Tracking Hidden Long-Tail Search Traffic
A lot of my work is on large consumer facing sites. As such, they get a tremendous amount of long-tail traffic. That’s right, long-tail search isn’t dead. But you might think so when you look at Google Search Console.
I’ve found there’s more data in Google Search Console than you might believe. Here’s what I’m doing to track hidden long-tail search traffic.
The first step in understanding how to track long-tail search is to make sure you’re not making mistakes in interpreting Google Search Console data.
Last year I wrote about the dangers of using the position metric. You can only use it reliably when looking at it on the query level and not the page level.

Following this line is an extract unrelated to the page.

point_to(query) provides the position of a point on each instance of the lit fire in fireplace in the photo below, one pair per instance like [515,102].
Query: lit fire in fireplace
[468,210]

Today, I’m going the other direction. I’m looking at traffic by page but will be doing so to uncover a new type of metric – hidden traffic.
Page Level Traffic
The traffic for a single page in Google Search Console is comprehensive. That’s all the traffic to a specific page in that time frame.
But a funny thing happens when you look at the query level data below this page level data.

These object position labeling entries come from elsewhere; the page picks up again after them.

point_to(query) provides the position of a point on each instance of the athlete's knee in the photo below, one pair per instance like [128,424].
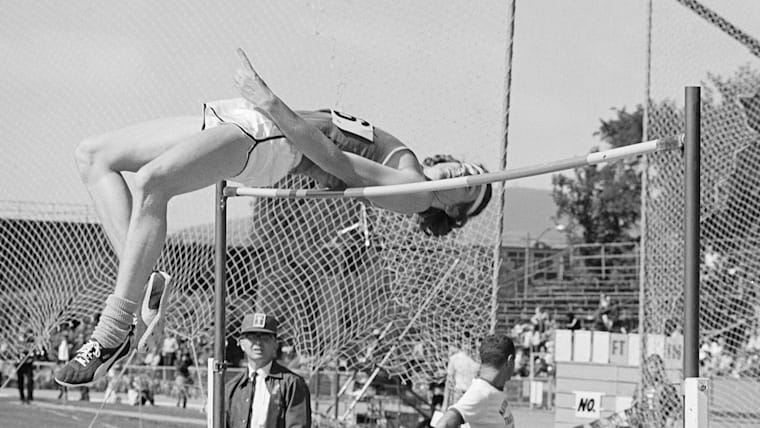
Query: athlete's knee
[89,156]
[151,185]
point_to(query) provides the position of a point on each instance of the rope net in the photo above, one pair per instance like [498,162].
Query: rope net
[332,271]
[690,44]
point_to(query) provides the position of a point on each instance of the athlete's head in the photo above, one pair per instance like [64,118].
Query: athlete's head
[454,206]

The numbers by query do not add up to the page level total. I know the first reaction many have is to curse Google and write off the data as being bad. But that would actually be a bad idea.
The difference between these two numbers are the queries that Google is suppressing because they are either too small and/or personally identifiable. The difference between the page total and visible total is your hidden long-tail traffic.

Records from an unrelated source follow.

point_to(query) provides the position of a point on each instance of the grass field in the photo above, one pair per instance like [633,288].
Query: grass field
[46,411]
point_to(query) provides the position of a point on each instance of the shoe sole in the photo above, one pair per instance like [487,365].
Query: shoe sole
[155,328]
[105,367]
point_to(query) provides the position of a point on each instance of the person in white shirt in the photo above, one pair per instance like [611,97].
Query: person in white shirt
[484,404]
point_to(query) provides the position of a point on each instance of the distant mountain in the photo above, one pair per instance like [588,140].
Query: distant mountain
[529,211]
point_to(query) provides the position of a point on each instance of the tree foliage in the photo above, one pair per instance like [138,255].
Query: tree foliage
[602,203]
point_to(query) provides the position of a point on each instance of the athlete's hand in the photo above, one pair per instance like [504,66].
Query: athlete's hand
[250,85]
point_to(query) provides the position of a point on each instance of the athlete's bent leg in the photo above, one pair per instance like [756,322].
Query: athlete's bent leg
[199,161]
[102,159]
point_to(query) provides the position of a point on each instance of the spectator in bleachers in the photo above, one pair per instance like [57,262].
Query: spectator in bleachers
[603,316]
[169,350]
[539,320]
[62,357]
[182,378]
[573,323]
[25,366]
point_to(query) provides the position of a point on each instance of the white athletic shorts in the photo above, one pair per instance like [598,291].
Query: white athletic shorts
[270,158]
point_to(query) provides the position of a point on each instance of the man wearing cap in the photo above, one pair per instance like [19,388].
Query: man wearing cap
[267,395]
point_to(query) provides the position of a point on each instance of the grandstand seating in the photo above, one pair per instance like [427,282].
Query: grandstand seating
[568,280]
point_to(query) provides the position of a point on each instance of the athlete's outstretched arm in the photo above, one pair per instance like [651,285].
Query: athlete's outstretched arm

Calculating Hidden Traffic
Finding the amount of hidden long-tail traffic turns out to be relatively easy. First, download the query level data for that page. You’ll need to make sure that you don’t have more than 1,000 rows or else you won’t be able to properly count the visible portion of your traffic.
Once downloaded you calculate the visible total for those queries.
So you’ll have a sum of clicks, sum of impressions, a calculated clickthrough rate and then calculate a weighted average for position. The latter is what seems to trip a lot of folks up so here’s that calculation in detail.
What this means is you’re getting the sum product of impressions and rank and then dividing that by the sum of impressions.
Next you manually put in the page total data we’ve been provided. Remember, we know this represents all of the data.
The clicks are easy. The impressions are rounded in the new Search Console. I don’t like that and I hope it changes. For now you could revert to the old version of search console if you’re only looking at data in the last 90 days.
(Important! The current last 7 days option in Search Console Beta is actually representative of only 6 days of data. WTF!)
From there I calculate and validate the CTR. Last is the average position.
To find the hidden long-tail traffic all you have to do is subtract the visible total from the page total. You only do that for clicks and impressions. Do not do that for CTR folks. You do the CTR calculation on the click and impression numbers.
Finally, you calculate the weighted position for the hidden traffic. The latter is just a bit of algebra at the end of the day. Here’s the equation.
What this is doing is taking the page total impressions * page total rank – visible page total impressions * visible page total rank and dividing that by the hidden page total impressions to arrive at the hidden page total rank.
The last thing I’ve done here is determine the percentage of clicks and impressions that are hidden for this page.
In this instance you can see that 26% of the traffic is hidden and … it doesn’t perform particularly well.
Using The Hidden Traffic Metric
This data alone is interesting and may lead you to investigate whether you can increase your long-tail traffic in raw numbers and as a percentage of total traffic. It can be good to know what pages are reliant on the more narrow visible queries and what pages draw from a larger number of hidden queries.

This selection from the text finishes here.